A Journey from Scikit-learn to Spark

Download Slides

Zalando is Europe’s leading online fashion retailer and currently on its way to become the platform for all fashion related business — from designers to large scale logistics solutions. The new platform architecture challenges the company’s current in-house solutions to become more scalable, dependable and versatile. This talk describes our journey of rewriting an in-production classification system from scratch using Scala and Spark to run on AWS. Along the way, we will look at the drawbacks that are inherent to our old Python/Scikit-learn based solution running a static cluster, most prominently: hard maintenance (technological debt), data bottlenecks, too coarse-grained parallelisation.
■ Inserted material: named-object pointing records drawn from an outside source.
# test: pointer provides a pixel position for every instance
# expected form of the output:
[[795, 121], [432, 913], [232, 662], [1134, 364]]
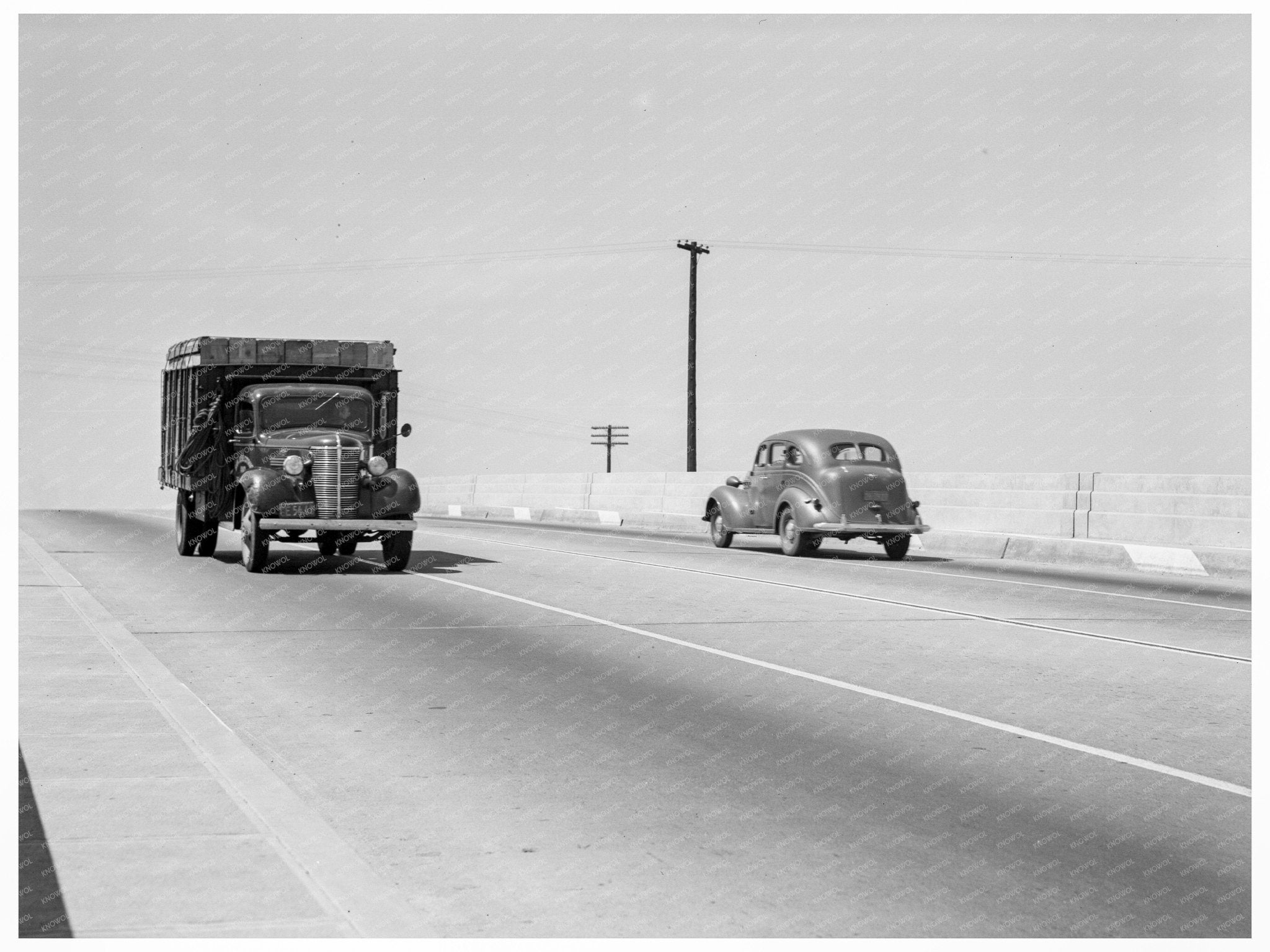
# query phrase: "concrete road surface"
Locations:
[[563, 732]]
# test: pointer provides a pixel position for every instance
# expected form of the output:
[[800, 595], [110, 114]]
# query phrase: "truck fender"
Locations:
[[263, 489], [732, 504], [798, 499], [395, 493]]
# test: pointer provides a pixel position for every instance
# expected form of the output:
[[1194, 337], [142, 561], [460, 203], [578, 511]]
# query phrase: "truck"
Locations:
[[286, 440]]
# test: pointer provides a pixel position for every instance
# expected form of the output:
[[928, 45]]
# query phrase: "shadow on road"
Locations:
[[842, 555], [294, 561]]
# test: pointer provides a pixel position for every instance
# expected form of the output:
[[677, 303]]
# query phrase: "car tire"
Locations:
[[187, 527], [255, 546], [397, 550], [897, 546], [719, 533], [794, 542]]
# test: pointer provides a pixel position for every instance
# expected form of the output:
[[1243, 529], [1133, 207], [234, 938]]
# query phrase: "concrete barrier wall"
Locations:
[[1150, 508], [1165, 509]]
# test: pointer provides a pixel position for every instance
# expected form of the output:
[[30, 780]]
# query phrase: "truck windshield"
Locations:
[[337, 412]]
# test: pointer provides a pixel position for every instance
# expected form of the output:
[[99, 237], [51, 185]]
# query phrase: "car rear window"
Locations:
[[851, 452]]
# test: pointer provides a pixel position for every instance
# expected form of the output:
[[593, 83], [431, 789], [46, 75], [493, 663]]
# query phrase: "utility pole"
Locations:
[[695, 249], [606, 434]]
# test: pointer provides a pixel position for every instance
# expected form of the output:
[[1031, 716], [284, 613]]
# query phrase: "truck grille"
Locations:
[[335, 481]]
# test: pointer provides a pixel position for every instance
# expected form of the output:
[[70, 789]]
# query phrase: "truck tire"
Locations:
[[187, 526], [255, 546], [897, 546], [397, 551]]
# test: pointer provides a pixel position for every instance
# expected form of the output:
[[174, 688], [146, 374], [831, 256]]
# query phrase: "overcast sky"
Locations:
[[236, 168]]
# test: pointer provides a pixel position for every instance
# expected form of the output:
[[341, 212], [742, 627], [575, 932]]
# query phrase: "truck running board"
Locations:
[[340, 525]]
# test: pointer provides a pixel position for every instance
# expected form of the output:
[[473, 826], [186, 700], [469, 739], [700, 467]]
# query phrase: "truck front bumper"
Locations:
[[873, 528], [340, 525]]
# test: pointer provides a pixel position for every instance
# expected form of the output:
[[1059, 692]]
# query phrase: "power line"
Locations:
[[625, 248], [1060, 257]]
Next, we will present our new Spark based solution and demonstrate how we were able to mitigate the previously identified pain points by leveraging the features that Scala and Spark bring into play, in particular: strong typing, data parallelisation and easy scale out. To measure the gain of our new solution, we will provide an in depth comparison of both solutions. For this purpose, we conducted measurements that highlight the performance gains we experienced with Spark, including learning and prediction times. The talk concludes with an insight into the lessons we learned.

About Stanimir Dragiev

Stanimir Dragiev obtained a Diploma in Computer Science from the Technische Universität (TU) Berlin in 2009, posing Grid workflow recovery as constraint satisfaction problem. He was awarded a PhD in Machine Learning and Robotics from the Universität Stuttgart in 2014 for his thesis titled An object representation and methods for uncertainty aware shape estimation and Grasping. In autumn 2014, Stanimir joined Zalando as a data scientist and has since worked on machine learning models and infrastructure for fraud detection and prevention.